Quality of Life example

Lessons learnt:

  • Keep it simple
  • Infrastructure neutral development
  • Self contained deployment packages
  • keep translation files separate for easy editing: no hard coding when translation has to be done
  • Fonts have to support all European languages
  • data layer based on web services to fetch data dynamically
  • limited technical expertise required: technical only required in languages where you have longer words. Design was not properly aligned then.
  • “Quick result”
  • Need for support from Eurostat.

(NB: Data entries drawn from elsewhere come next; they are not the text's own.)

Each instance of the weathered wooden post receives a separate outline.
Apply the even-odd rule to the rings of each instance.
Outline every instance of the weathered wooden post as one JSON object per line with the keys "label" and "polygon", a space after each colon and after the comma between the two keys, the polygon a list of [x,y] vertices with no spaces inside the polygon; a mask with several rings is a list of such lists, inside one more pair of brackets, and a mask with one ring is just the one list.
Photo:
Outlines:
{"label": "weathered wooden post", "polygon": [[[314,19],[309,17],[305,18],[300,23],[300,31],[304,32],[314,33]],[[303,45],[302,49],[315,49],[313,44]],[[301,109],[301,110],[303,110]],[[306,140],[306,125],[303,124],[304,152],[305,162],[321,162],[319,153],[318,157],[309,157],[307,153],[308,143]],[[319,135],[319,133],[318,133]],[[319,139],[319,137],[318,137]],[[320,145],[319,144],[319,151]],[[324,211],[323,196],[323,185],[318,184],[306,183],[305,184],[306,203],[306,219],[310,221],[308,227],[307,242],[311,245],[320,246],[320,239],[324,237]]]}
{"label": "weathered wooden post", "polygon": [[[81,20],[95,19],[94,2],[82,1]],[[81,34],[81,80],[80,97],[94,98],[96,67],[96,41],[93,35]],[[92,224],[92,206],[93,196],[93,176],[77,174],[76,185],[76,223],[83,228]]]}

Countries want to have a quick reaction when they run into an issue.
  • Apart from Eurostat tools, it should be envisaged to share national tools among the ESS members
  • Sharing will be continued

Last example: Flows of export of waste to different countries. Is in preparation now.

Laevaert and his colleagues or now busy working on a digital publication on women and men in the EU. Bigger challenge as it has to be translated by all countries.


  • Mentioned 150+ times on web on the web in the first hour after the launch
  • Now 150 mentions per day
  • high press coverage
  • users can give feedback
Very nice tool: great entertainment at our brunch (Austria)

Here are the consultations on Eurostat website

Question and Answers

Q to Camoes: Why did you not include interactive visualisations?
A: I did not look for them. Necessary in the future. Must be cost-effective. As the NYT has been telling us, they stop creating dynamic graphics as they are not cost-effective. (my note: link to interesting blog end of interactive visualisations) That could be different for statistical offices, but there must be a business case for it.

Q to Tennekes: is raw data publicly available?
A: Yes, publicly available. 20.000 neighbourhoods in the Netherlands. Age, gender, education, income class. If you are interested, contact Martijn.

Q to Tennekes: what is confidence threshold of your data?
A: Not sure how to answer this question about confidence interval. Data is from different reliable sources and on the map it is just dots, so no real confidence threshold.

Q: Do statisticians have to learn GIS?
A: Neutze: yes, they should! Good open source packages available such as QGIS. Ordinary laptop is sufficient. Tutorials available. 3DJS community, half is GIS based. If you are responsible for regional data, there is no excuse for not looking into GIS. Not much of a burden. SAS or R are more difficult to learn.

Q to Laevaert: how do you define usability?
A: we are preparing digital publication. It’s a bigger project within the work package. It will be shared by all member states. Now in process of defining visualisations. Just shared alpha version to get feedback from the countries, so that it can be improved.

Q to Laevaert: why is not every country using these examples?
A: maybe we should ask them… it is not obvious that this works. It is hard to share ideas and then put into practice. We only did a pilot phase. Now it is only the countries involved. Now we see the success: other countries that contacted us. It is an ongoing process. Finland want to participate. They have that problem with words that are 1km long. So either no interest, or either other tools or there were technical issues involved. Some countries do not have to translate. Was quite a successful experience. Ones who did it, found it works.